İzmir’de 2016’da gözaltına alındıktan sonra tutuklanan Enez Adlı’nın annesi Naime Adlı bu çağrıyı yapanlardan. Oğlunun tutuklandıktan sonra 1 yıl İzmir’de cezaevinde kaldığını aktaran anne, oğlunun Antalya S Tipi Cezaevi’ne sürgün edildiğini söyledi. Aydın’dan Antalya’ya zorlu koşullar içinde gittiğini ifade eden Naime Adlı, “Bazen koşullardan dolayı geri dönüyoruz. Ulaşım sıkıntıları çok fazla. İlk başlarda cezaevine gittiğimiz zaman çıplak arama dayatılıyordu. Buna dair suç duyurusunda bulunduk. Yaptığımız suç duyurularına takipsizlik verdiler. Bu süreç içerisinde elimizden gelen mücadeleyi veriyoruz” diye konuştu.

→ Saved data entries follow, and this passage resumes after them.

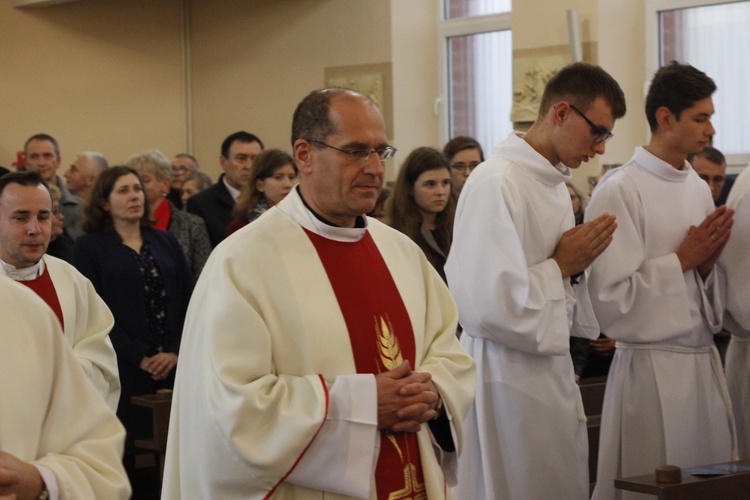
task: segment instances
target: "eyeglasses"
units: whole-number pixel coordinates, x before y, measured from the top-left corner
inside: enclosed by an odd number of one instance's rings
[[[456,162],[451,165],[451,168],[455,170],[456,172],[463,172],[463,173],[471,173],[472,170],[477,168],[477,165],[479,165],[478,161],[473,161],[471,163],[463,163],[463,162]]]
[[[381,146],[377,149],[365,149],[365,148],[352,148],[352,149],[339,149],[326,144],[321,141],[309,141],[318,146],[325,146],[327,148],[335,149],[339,153],[345,154],[352,163],[364,163],[372,157],[375,153],[380,161],[390,160],[393,155],[396,154],[396,148],[393,146]]]
[[[588,117],[586,115],[584,115],[583,111],[581,111],[580,109],[576,108],[572,104],[570,105],[570,108],[573,111],[575,111],[576,113],[578,113],[579,115],[581,115],[581,118],[583,118],[584,120],[586,120],[586,123],[589,124],[589,127],[591,127],[591,133],[594,135],[594,143],[595,144],[601,144],[602,142],[607,142],[612,137],[614,137],[615,134],[613,134],[612,132],[610,132],[606,128],[600,127],[599,125],[597,125],[594,122],[592,122],[591,120],[589,120]]]
[[[195,172],[195,170],[191,170],[191,169],[186,168],[186,167],[177,167],[177,168],[172,167],[172,172],[174,172],[175,174],[185,175],[187,173],[191,173],[192,174],[193,172]]]

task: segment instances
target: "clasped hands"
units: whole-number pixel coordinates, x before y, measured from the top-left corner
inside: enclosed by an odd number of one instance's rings
[[[677,250],[682,272],[696,268],[704,280],[721,256],[731,236],[734,210],[725,205],[714,210],[698,226],[690,226],[685,240]]]
[[[375,375],[378,428],[417,432],[424,422],[437,417],[440,395],[431,379],[429,373],[413,371],[408,361]]]
[[[173,352],[160,352],[141,360],[140,369],[151,374],[154,380],[164,380],[177,366],[177,355]]]

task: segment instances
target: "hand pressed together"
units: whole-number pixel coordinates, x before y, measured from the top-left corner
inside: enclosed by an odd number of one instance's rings
[[[615,216],[602,214],[565,231],[552,254],[563,278],[583,272],[612,243],[617,229]]]
[[[706,279],[729,241],[733,217],[734,210],[722,205],[700,225],[690,226],[685,240],[676,252],[683,272],[697,268],[701,278]]]
[[[416,432],[437,416],[440,400],[429,373],[412,371],[406,361],[375,375],[378,388],[378,428]]]

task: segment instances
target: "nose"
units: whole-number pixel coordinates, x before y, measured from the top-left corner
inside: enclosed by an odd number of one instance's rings
[[[711,123],[711,120],[708,120],[708,129],[709,129],[709,133],[706,134],[706,135],[708,135],[708,136],[714,136],[714,135],[716,135],[716,129],[714,129],[714,124]]]
[[[602,141],[599,143],[594,143],[594,152],[598,155],[603,155],[604,151],[607,149],[607,143]]]
[[[383,175],[385,174],[385,163],[383,163],[383,161],[378,158],[378,155],[373,154],[365,163],[363,172],[367,175],[383,177]]]
[[[27,226],[28,234],[39,234],[42,229],[39,226],[39,219],[32,217]]]

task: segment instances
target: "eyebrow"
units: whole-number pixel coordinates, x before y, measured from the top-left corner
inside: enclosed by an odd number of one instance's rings
[[[11,212],[11,213],[13,215],[31,215],[32,212],[31,212],[31,210],[13,210],[13,212]],[[46,208],[43,208],[42,210],[39,211],[39,213],[40,214],[51,214],[52,213],[52,209],[48,210]]]

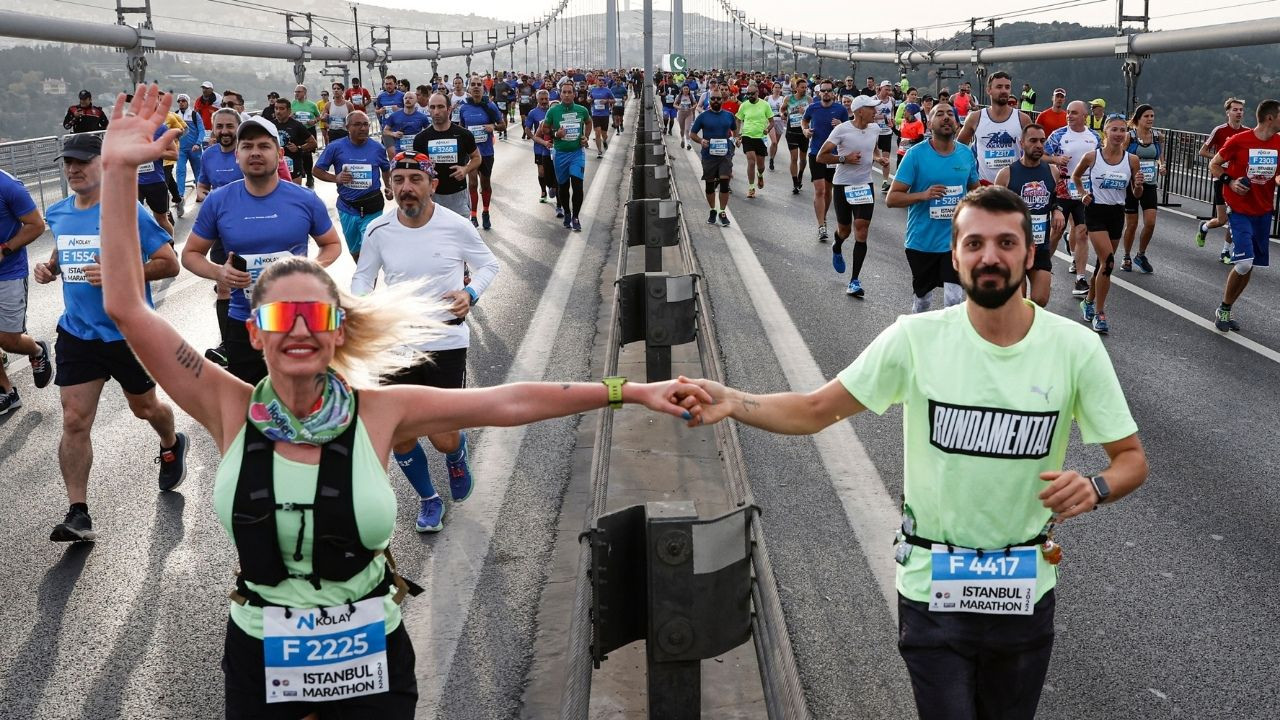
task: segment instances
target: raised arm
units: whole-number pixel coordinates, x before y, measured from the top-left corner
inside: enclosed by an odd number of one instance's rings
[[[138,165],[159,160],[178,136],[170,129],[152,140],[172,98],[153,85],[139,85],[125,112],[116,98],[102,144],[102,293],[107,314],[120,328],[147,372],[178,405],[209,429],[222,445],[221,404],[247,402],[250,387],[222,368],[206,363],[178,331],[146,303],[138,239]],[[176,268],[176,258],[173,258]]]
[[[784,435],[812,435],[828,425],[866,410],[839,380],[807,393],[785,392],[752,395],[711,380],[689,380],[711,396],[712,402],[695,406],[690,425],[711,424],[731,417],[761,430]]]

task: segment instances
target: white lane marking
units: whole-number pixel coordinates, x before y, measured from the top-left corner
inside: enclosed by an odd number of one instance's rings
[[[1061,250],[1055,252],[1054,255],[1056,255],[1058,258],[1066,262],[1071,262],[1071,256],[1062,252]],[[1087,269],[1089,272],[1093,272],[1092,265],[1086,265],[1085,269]],[[1134,295],[1137,295],[1143,300],[1146,300],[1147,302],[1150,302],[1158,307],[1162,307],[1165,310],[1168,310],[1169,312],[1173,313],[1174,315],[1177,315],[1178,317],[1184,320],[1187,320],[1196,325],[1199,325],[1200,327],[1212,332],[1214,335],[1220,338],[1223,338],[1225,340],[1230,340],[1231,342],[1241,347],[1248,348],[1272,362],[1280,363],[1280,352],[1276,352],[1275,350],[1272,350],[1266,345],[1250,340],[1247,337],[1242,337],[1240,333],[1222,332],[1218,328],[1214,327],[1213,321],[1209,320],[1206,314],[1193,313],[1190,310],[1182,307],[1181,305],[1178,305],[1177,303],[1170,302],[1169,300],[1165,300],[1164,298],[1160,297],[1159,295],[1156,295],[1150,290],[1145,290],[1141,287],[1138,287],[1137,285],[1134,285],[1133,283],[1128,282],[1127,280],[1121,280],[1120,278],[1116,277],[1114,274],[1111,276],[1111,284],[1115,285],[1116,287],[1128,290],[1129,292],[1133,293]]]
[[[1181,196],[1179,196],[1179,197],[1181,197]],[[1182,217],[1184,217],[1184,218],[1190,218],[1190,219],[1192,219],[1192,220],[1195,220],[1196,222],[1200,222],[1200,221],[1202,221],[1202,220],[1204,219],[1204,218],[1201,218],[1199,215],[1195,215],[1195,214],[1193,214],[1193,213],[1185,212],[1185,211],[1182,211],[1182,210],[1176,210],[1176,209],[1171,208],[1171,207],[1165,207],[1165,206],[1163,206],[1163,205],[1157,205],[1157,206],[1156,206],[1156,209],[1157,209],[1157,210],[1163,210],[1163,211],[1165,211],[1165,212],[1169,212],[1169,213],[1173,213],[1174,215],[1181,215],[1181,216],[1182,216]],[[1270,240],[1271,242],[1273,242],[1273,243],[1277,244],[1277,245],[1280,245],[1280,238],[1273,238],[1273,237],[1269,237],[1269,238],[1267,238],[1267,239],[1268,239],[1268,240]]]
[[[688,153],[685,157],[695,173],[694,177],[700,177],[702,168],[698,154]],[[782,366],[787,384],[798,392],[822,387],[827,379],[792,322],[782,298],[778,297],[773,281],[765,273],[746,236],[738,229],[736,220],[721,230],[738,275],[750,290],[751,304],[760,317],[765,337],[773,346],[773,354]],[[852,423],[847,420],[836,423],[814,435],[813,442],[840,504],[844,506],[849,526],[866,553],[867,565],[880,586],[885,605],[896,617],[898,591],[894,579],[897,566],[888,552],[888,541],[900,522],[898,506],[885,490],[884,481],[854,432]]]
[[[593,210],[606,186],[612,183],[608,178],[612,176],[618,158],[624,155],[624,145],[616,145],[614,151],[607,153],[596,167],[583,202],[582,232],[565,231],[564,248],[551,271],[546,289],[534,310],[533,321],[516,351],[504,383],[543,379],[559,335],[560,321],[569,303],[574,278],[586,252],[587,239],[595,225]],[[420,611],[413,612],[405,623],[420,658],[418,711],[423,717],[437,717],[441,711],[444,686],[453,667],[458,641],[467,622],[480,572],[489,554],[494,525],[511,484],[511,474],[526,431],[525,425],[485,429],[483,438],[471,450],[474,453],[472,472],[478,478],[475,490],[466,504],[454,506],[448,516],[448,528],[440,536],[440,542],[447,544],[447,549],[437,547],[429,553],[420,570],[409,572],[410,577],[426,578],[422,584],[425,592],[415,602]]]

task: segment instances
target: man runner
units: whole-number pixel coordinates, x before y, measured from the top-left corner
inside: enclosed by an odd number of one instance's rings
[[[398,114],[403,113],[389,113]],[[364,229],[382,214],[383,200],[391,199],[391,163],[382,145],[369,140],[369,125],[363,112],[347,116],[350,134],[325,146],[315,166],[316,177],[338,185],[338,222],[356,262]]]
[[[1027,285],[1032,302],[1045,307],[1053,281],[1053,247],[1049,238],[1057,237],[1066,224],[1062,208],[1057,206],[1055,189],[1061,176],[1058,167],[1041,162],[1044,158],[1044,128],[1031,123],[1022,129],[1022,157],[996,174],[994,184],[1012,190],[1027,206],[1031,218],[1031,239],[1035,243],[1035,259],[1027,270]]]
[[[809,138],[809,180],[813,183],[813,214],[818,219],[818,242],[827,241],[827,211],[831,209],[831,178],[835,171],[829,165],[818,162],[818,150],[831,135],[832,129],[849,119],[849,111],[835,101],[830,80],[818,83],[819,102],[812,103],[804,111],[801,126]]]
[[[604,157],[609,149],[609,108],[613,107],[613,92],[605,86],[604,74],[596,76],[596,86],[591,88],[591,137],[596,143],[596,159]]]
[[[1018,159],[1022,128],[1031,118],[1013,107],[1013,81],[1009,73],[998,71],[987,77],[991,106],[969,113],[960,129],[959,142],[973,143],[978,158],[978,179],[984,185],[995,182],[996,174]]]
[[[971,193],[952,228],[962,306],[899,317],[809,393],[697,380],[713,404],[695,407],[690,424],[732,417],[812,434],[901,405],[898,650],[916,711],[1030,720],[1053,650],[1054,526],[1136,490],[1147,460],[1102,342],[1019,297],[1034,259],[1017,196]],[[1106,467],[1064,467],[1073,421],[1102,445]]]
[[[159,128],[161,135],[167,129]],[[40,284],[62,277],[62,316],[54,346],[54,383],[62,396],[62,438],[58,467],[71,507],[50,533],[54,542],[94,540],[89,516],[89,471],[93,467],[91,432],[98,401],[108,380],[115,378],[134,416],[146,420],[160,437],[161,491],[177,488],[187,476],[187,436],[174,431],[173,408],[156,397],[156,384],[124,341],[102,306],[102,267],[99,265],[102,197],[102,138],[73,135],[59,155],[71,196],[49,207],[46,219],[54,237],[48,262],[37,263],[32,277]],[[137,206],[139,252],[150,283],[178,274],[178,257],[170,236],[141,206]],[[203,362],[199,356],[194,361]]]
[[[391,191],[397,207],[365,231],[364,252],[351,278],[351,292],[372,292],[381,271],[389,285],[415,282],[417,295],[449,303],[448,310],[435,318],[446,326],[441,337],[412,348],[430,353],[430,359],[424,357],[389,382],[462,388],[467,384],[467,348],[471,344],[467,313],[498,274],[498,260],[465,217],[438,211],[431,201],[433,185],[435,168],[426,154],[410,151],[395,156]],[[462,284],[464,268],[469,268],[471,275],[466,286]],[[427,439],[445,456],[453,501],[466,500],[473,486],[467,434],[454,431],[428,435]],[[444,501],[431,484],[422,445],[415,438],[395,445],[392,452],[420,498],[418,532],[439,532],[444,528]]]
[[[760,99],[760,87],[754,82],[747,85],[747,101],[738,106],[737,120],[737,134],[747,155],[747,197],[753,198],[757,187],[764,189],[764,161],[768,157],[764,136],[773,121],[773,108]]]
[[[413,138],[413,151],[431,158],[435,168],[432,203],[447,207],[464,219],[471,217],[467,175],[480,167],[476,138],[449,119],[452,109],[443,93],[434,93],[427,99],[427,113],[431,124]]]
[[[848,79],[848,84],[853,78]],[[841,123],[822,144],[816,157],[824,165],[835,165],[832,183],[835,185],[836,242],[831,246],[831,265],[841,275],[845,271],[841,248],[849,233],[854,232],[852,279],[845,293],[863,297],[865,291],[859,280],[862,261],[867,257],[867,234],[871,229],[871,216],[876,209],[874,184],[871,182],[871,164],[880,164],[888,175],[889,154],[880,150],[880,127],[874,121],[878,101],[866,95],[853,97],[853,117]]]
[[[884,199],[888,207],[907,208],[913,313],[929,309],[936,287],[942,288],[946,307],[964,302],[948,238],[956,206],[966,192],[978,187],[978,164],[968,148],[956,143],[956,116],[949,104],[933,106],[929,128],[932,136],[907,151]]]
[[[614,87],[626,89],[621,83]],[[559,183],[556,182],[556,166],[551,158],[551,136],[534,134],[551,109],[551,97],[546,90],[539,90],[537,98],[538,104],[524,113],[524,122],[525,135],[533,138],[533,165],[538,170],[538,202],[545,203],[548,198],[555,200]],[[560,207],[560,203],[556,203],[556,217],[564,217],[564,208]]]
[[[1089,264],[1089,232],[1085,222],[1084,197],[1085,188],[1076,187],[1070,180],[1071,173],[1085,156],[1093,154],[1102,147],[1102,136],[1089,129],[1085,124],[1087,111],[1080,100],[1067,104],[1067,126],[1054,130],[1044,144],[1044,161],[1058,166],[1062,181],[1058,183],[1056,195],[1058,207],[1071,221],[1071,236],[1067,240],[1067,250],[1071,253],[1072,272],[1076,275],[1075,286],[1071,294],[1084,297],[1089,294],[1089,281],[1085,279],[1085,266]],[[1064,229],[1066,225],[1063,225]],[[1055,235],[1050,240],[1050,249],[1058,249]]]
[[[1222,103],[1222,109],[1227,113],[1227,121],[1214,128],[1213,132],[1209,133],[1209,138],[1205,140],[1204,145],[1200,148],[1199,155],[1202,158],[1212,160],[1213,156],[1222,149],[1222,146],[1227,144],[1227,140],[1230,140],[1232,136],[1239,135],[1249,129],[1241,122],[1244,119],[1243,100],[1227,98],[1226,101]],[[1200,228],[1196,232],[1196,246],[1204,247],[1205,235],[1207,235],[1213,228],[1225,228],[1227,237],[1222,243],[1222,253],[1220,256],[1223,263],[1230,263],[1231,226],[1227,222],[1227,205],[1226,201],[1223,200],[1222,190],[1222,182],[1215,177],[1213,179],[1213,217],[1209,218],[1207,222],[1202,221],[1200,223]]]
[[[702,182],[706,185],[707,224],[716,224],[716,185],[720,186],[720,224],[729,227],[729,181],[733,179],[734,135],[737,123],[733,113],[724,110],[724,91],[716,88],[708,99],[710,110],[693,120],[689,140],[702,147]]]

‘YASALARIN BİRAN ÖNCE MECLİS’TEN GEÇMESİ LAZIM’
Artık barışın gelmesini ve cezaevlerinin boşalmasını istediğini söyleyen Naime Adlı, “Bunlar lafla olmayacağını, yasa çıkartılması gerektiğini biliyoruz. Yasaların bir an önce meclisten geçmesini ve annelerin evlatlarına kavuşmasını istiyoruz. PKK, kendisini feshetti, silahları yaktı, sınırın diğer tarafına geçti. Artık devletten adım bekliyoruz. Kimsenin ölmemesini ve gözyaşı dökmesini istemiyoruz. Her çocuk annesi için çok değerli. Çıkartılan entegrasyon yasalarının cezaevlerindeki tutsakları da kapsaması lazım. Bunun barışa büyük katkısı olacak. Onurlu bir barış olacaksa bunların yapılması lazım; çünkü onlar haklı bir mücadele yürüttüler. Kimse durduk yere gidip dağda yatmaz. Toplumun kaygılarının azaltılması lazım. İçeride çok sayıda hasta tutsak var, onlarında bir an önce serbest bırakılması lazım. Aslında bunların olması için yasaların çıkartılmasına bile gerek yok; zaten olması gerekiyor. Uygun yasalar çıkartılırsa dağdakiler gelir ve burada siyaset de yapar” ifadelerini kullandı.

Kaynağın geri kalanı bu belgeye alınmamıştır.